Many of the former executives of state-owned companies — including Transnet, Eskom and the Passenger Rail Agency of SA (Prasa) — will also fret that the brothers might not hesitate to rat them out in the hope of securing lighter sentences. 

But if there’s one person who will savour the  moment, it is President Cyril Ramaphosa, for whom these arrests couldn’t have come at a better time. Ramaphosa has plenty of explaining to do after the revelation that millions of dollars were stolen from his Limpopo farm in a theft that wasn’t reported to the police.

The arrests of Atul and Tony Gupta are a welcome reprieve for him, and will bolster his narrative of reconstruction and reform at precisely the right time.

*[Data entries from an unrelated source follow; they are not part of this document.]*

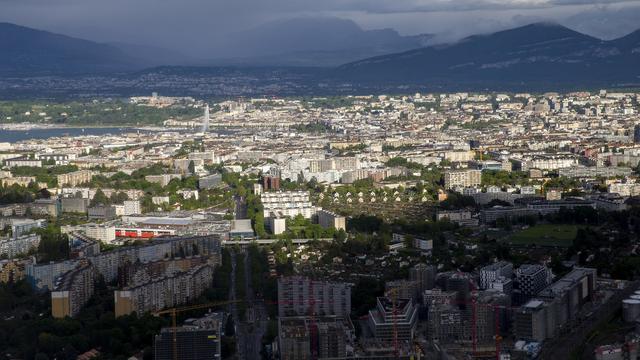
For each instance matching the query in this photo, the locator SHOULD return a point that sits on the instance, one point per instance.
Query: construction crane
(174, 311)
(393, 295)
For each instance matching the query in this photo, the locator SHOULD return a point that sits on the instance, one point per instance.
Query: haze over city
(205, 29)
(319, 180)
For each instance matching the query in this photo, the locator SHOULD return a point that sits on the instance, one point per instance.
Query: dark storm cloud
(195, 26)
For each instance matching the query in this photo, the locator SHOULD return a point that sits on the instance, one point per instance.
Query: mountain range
(540, 53)
(312, 41)
(537, 53)
(26, 51)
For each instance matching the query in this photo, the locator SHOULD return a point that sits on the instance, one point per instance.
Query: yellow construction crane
(174, 311)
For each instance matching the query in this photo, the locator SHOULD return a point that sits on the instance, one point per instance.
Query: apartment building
(164, 292)
(287, 204)
(296, 294)
(493, 272)
(462, 178)
(72, 291)
(328, 219)
(385, 320)
(75, 178)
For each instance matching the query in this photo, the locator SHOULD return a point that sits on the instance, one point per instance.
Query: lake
(21, 135)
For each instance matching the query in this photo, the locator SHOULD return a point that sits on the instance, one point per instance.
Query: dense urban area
(426, 226)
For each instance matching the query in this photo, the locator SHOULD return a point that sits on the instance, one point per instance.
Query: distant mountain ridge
(34, 52)
(313, 41)
(541, 52)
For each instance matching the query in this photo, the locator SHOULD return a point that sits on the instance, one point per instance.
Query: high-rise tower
(205, 120)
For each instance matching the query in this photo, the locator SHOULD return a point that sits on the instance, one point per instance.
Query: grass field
(545, 235)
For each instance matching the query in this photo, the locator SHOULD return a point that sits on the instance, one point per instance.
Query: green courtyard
(545, 235)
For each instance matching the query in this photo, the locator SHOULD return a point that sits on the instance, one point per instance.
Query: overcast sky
(184, 24)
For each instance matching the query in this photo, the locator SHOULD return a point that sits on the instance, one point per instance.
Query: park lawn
(545, 235)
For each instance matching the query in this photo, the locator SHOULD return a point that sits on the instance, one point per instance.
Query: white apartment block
(12, 247)
(328, 219)
(104, 233)
(287, 204)
(462, 178)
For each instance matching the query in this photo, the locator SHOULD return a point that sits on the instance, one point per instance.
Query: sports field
(545, 235)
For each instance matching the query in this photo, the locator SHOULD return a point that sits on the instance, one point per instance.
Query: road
(254, 328)
(249, 332)
(240, 339)
(561, 347)
(241, 207)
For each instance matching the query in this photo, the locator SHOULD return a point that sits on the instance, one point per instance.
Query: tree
(100, 198)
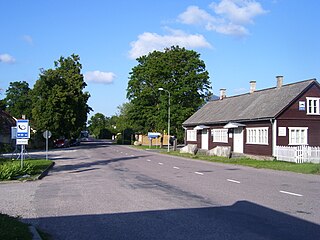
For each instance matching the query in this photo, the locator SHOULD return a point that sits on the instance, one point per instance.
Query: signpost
(47, 134)
(23, 135)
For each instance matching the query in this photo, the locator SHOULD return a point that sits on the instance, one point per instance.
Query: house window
(219, 135)
(313, 106)
(257, 135)
(298, 136)
(191, 135)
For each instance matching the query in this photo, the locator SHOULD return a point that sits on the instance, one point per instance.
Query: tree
(98, 125)
(18, 99)
(59, 103)
(177, 70)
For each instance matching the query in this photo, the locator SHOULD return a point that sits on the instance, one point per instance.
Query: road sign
(23, 128)
(22, 141)
(47, 134)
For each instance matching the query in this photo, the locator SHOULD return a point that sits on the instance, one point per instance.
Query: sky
(239, 41)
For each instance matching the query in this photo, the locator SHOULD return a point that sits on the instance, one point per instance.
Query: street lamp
(162, 89)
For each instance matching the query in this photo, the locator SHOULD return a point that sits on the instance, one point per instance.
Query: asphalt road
(103, 191)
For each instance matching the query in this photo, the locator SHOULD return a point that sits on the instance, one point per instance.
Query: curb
(35, 233)
(45, 172)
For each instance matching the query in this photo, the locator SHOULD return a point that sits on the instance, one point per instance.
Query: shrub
(10, 170)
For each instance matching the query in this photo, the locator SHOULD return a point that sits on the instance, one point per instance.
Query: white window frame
(313, 106)
(192, 135)
(219, 135)
(258, 135)
(298, 135)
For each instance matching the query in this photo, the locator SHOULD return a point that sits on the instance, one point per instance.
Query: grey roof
(262, 104)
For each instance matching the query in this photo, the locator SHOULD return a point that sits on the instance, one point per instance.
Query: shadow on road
(243, 220)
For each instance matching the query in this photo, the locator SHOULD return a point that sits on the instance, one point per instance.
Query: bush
(10, 170)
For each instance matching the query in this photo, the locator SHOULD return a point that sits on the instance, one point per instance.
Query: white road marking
(234, 181)
(291, 193)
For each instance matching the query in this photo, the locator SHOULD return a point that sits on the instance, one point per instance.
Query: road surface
(104, 191)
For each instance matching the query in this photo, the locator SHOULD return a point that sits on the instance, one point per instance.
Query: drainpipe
(274, 136)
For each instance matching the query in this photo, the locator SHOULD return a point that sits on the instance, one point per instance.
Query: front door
(205, 139)
(238, 140)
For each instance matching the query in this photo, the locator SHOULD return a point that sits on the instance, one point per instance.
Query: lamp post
(162, 89)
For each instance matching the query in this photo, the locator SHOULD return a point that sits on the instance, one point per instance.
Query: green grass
(148, 148)
(37, 166)
(306, 168)
(12, 228)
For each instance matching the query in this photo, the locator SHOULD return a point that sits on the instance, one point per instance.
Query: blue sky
(239, 40)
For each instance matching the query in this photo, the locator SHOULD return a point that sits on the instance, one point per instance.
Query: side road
(103, 191)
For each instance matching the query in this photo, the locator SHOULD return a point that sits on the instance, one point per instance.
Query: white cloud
(195, 15)
(148, 42)
(229, 17)
(238, 11)
(6, 58)
(28, 39)
(99, 77)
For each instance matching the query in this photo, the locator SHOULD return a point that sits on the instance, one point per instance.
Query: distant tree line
(58, 101)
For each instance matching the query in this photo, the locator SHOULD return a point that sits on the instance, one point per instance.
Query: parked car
(74, 142)
(61, 143)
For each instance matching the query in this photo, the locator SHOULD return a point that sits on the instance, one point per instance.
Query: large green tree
(18, 99)
(59, 101)
(98, 124)
(180, 72)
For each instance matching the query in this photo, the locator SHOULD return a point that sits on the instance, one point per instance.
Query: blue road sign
(23, 128)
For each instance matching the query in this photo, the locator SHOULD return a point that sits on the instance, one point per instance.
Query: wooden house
(256, 122)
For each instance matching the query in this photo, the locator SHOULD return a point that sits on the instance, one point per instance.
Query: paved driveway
(103, 191)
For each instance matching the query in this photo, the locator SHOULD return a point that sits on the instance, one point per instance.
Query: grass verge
(12, 228)
(11, 169)
(306, 168)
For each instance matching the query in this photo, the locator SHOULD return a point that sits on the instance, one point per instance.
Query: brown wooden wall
(293, 117)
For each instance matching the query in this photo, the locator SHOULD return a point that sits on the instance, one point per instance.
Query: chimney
(252, 86)
(279, 81)
(222, 93)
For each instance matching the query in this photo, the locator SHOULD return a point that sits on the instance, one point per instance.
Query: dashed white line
(291, 193)
(234, 181)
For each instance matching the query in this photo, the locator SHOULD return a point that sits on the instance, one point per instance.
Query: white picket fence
(298, 154)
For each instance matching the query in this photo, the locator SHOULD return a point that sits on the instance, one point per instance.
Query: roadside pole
(47, 134)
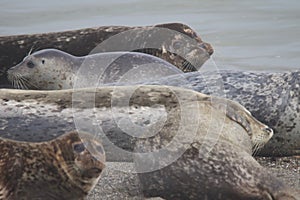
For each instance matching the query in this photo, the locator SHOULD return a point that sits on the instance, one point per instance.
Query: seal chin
(18, 80)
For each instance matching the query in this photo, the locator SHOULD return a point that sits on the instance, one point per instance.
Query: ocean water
(246, 35)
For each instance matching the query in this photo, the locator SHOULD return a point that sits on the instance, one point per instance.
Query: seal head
(49, 68)
(67, 167)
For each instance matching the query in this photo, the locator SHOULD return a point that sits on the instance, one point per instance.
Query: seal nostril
(269, 130)
(30, 64)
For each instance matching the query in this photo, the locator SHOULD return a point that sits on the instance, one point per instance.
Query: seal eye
(79, 147)
(269, 130)
(100, 149)
(30, 64)
(177, 45)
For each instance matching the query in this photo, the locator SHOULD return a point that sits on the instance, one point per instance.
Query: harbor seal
(67, 167)
(81, 42)
(232, 143)
(272, 98)
(51, 69)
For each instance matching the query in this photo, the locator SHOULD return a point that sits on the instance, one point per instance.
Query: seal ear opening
(30, 64)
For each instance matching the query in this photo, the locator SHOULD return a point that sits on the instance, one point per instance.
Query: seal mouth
(18, 80)
(262, 139)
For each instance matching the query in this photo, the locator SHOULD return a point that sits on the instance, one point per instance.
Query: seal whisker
(27, 83)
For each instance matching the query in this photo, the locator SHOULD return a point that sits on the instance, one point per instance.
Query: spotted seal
(52, 69)
(67, 167)
(233, 133)
(272, 98)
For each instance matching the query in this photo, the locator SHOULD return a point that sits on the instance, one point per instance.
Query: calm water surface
(246, 35)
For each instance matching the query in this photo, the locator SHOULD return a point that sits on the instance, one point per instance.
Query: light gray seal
(272, 97)
(232, 145)
(52, 69)
(62, 168)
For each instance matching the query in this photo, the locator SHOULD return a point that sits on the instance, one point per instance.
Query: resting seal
(272, 98)
(233, 141)
(51, 69)
(61, 168)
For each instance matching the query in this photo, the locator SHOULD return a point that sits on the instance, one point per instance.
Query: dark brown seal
(66, 167)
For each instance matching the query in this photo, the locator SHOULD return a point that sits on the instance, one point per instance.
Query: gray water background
(246, 35)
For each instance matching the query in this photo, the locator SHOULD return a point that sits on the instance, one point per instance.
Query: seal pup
(66, 167)
(52, 69)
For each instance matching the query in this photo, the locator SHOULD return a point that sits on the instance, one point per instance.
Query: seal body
(220, 137)
(51, 69)
(272, 98)
(62, 168)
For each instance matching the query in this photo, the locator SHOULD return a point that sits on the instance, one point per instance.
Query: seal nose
(207, 47)
(269, 130)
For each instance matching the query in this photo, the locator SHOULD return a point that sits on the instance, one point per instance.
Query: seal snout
(269, 131)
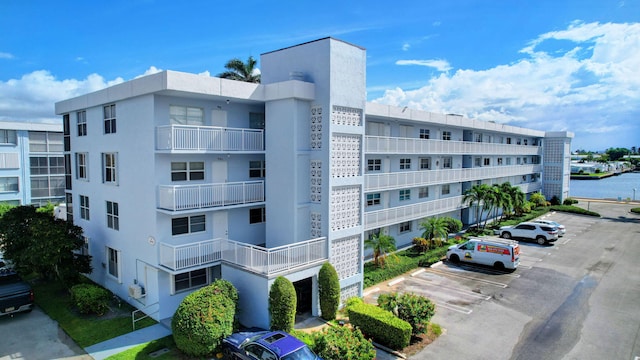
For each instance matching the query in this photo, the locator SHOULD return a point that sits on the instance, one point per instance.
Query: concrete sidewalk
(124, 342)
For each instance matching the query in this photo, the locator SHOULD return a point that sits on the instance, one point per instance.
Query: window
(447, 162)
(373, 199)
(41, 141)
(82, 123)
(425, 163)
(109, 170)
(113, 221)
(110, 119)
(188, 224)
(81, 166)
(184, 115)
(84, 207)
(257, 168)
(187, 171)
(8, 137)
(374, 164)
(190, 279)
(113, 259)
(257, 215)
(256, 120)
(405, 131)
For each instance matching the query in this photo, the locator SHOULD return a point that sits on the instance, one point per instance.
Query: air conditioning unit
(135, 291)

Another whose stock will rise in the aftermath of the arrests is national director of public prosecutions Shamila Batohi. Perhaps it’ll finally embolden her to face the media, and maybe even gloat a bit. 

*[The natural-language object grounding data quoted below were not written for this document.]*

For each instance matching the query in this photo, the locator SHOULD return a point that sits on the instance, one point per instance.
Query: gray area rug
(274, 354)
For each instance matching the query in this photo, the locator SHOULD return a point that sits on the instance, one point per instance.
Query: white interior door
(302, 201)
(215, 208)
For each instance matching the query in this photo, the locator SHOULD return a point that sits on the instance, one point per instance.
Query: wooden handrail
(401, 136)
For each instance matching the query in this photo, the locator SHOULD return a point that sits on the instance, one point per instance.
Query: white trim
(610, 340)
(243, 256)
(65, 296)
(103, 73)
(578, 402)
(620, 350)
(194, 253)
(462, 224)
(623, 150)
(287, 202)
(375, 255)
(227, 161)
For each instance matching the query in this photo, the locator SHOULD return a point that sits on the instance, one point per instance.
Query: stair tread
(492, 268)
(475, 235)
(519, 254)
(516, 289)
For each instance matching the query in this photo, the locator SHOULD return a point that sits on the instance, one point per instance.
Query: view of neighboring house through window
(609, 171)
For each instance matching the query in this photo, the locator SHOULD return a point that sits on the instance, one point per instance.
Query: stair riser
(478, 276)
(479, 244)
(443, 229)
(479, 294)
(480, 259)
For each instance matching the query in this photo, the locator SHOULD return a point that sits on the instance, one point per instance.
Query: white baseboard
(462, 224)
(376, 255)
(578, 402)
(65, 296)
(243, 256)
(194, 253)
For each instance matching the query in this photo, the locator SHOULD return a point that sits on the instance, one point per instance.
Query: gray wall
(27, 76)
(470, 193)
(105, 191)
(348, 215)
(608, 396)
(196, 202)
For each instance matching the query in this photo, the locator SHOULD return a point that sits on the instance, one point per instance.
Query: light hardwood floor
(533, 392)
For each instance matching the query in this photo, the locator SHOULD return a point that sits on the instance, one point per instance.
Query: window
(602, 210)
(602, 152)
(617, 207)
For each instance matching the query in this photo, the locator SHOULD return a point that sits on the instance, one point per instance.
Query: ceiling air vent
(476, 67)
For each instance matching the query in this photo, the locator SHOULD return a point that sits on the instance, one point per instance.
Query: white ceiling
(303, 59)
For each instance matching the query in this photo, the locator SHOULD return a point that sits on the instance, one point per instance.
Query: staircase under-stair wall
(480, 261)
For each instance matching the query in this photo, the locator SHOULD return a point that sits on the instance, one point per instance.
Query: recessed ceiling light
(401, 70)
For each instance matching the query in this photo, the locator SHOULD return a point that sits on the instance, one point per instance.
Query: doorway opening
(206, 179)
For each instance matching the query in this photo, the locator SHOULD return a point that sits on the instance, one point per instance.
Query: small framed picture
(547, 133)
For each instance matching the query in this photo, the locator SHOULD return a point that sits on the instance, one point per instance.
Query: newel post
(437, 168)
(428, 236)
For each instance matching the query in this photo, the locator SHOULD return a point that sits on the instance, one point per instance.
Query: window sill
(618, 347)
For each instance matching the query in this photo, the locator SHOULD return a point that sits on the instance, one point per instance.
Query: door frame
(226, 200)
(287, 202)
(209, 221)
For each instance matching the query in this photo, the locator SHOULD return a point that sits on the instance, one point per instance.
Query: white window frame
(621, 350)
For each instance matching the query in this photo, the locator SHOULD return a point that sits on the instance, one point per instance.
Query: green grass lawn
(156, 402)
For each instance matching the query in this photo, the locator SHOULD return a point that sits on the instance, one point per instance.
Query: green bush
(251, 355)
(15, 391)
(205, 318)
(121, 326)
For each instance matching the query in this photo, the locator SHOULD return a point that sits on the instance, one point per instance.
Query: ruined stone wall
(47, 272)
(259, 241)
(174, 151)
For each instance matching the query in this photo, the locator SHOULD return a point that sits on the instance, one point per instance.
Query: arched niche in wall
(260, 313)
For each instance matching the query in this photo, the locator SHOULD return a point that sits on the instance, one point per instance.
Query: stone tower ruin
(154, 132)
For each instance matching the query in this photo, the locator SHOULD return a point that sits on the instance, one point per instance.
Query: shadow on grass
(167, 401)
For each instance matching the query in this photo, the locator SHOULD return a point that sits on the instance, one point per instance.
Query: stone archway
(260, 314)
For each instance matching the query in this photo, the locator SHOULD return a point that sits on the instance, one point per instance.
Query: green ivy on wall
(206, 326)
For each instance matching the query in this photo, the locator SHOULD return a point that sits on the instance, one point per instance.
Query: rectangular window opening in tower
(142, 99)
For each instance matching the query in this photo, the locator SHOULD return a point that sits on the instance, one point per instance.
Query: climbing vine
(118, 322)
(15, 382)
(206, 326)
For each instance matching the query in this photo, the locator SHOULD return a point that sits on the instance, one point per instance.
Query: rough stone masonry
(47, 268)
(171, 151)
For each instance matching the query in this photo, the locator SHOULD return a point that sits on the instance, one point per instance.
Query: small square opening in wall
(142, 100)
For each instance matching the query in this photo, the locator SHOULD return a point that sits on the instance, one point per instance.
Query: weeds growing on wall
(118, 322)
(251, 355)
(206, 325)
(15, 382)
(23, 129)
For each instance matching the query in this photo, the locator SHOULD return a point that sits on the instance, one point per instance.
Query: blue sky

And justice minister Ronald Lamola may even bask in the reflected glow for the international co-operation that led to this moment, and the recent efforts to ensure the UAE and SA signed an extradition treaty. 

When the Guptas finally do land back in this country — though at OR Tambo, and not at Waterkloof, where their wedding party landed — it will ignite a spirit similar to the “feel it” goosebumps of those heady days back in 2010, when the World Cup tournament kicked off. 

On the field, of course, Bafana Bafana weren’t able to get out of first gear at the time. But in this case, if our prosecutors are finally able to put together the pieces of the state capture puzzle in a way that ensures the conviction of the brothers and their lieutenants, even if that takes years, it will feel as if we’d won the cup after all.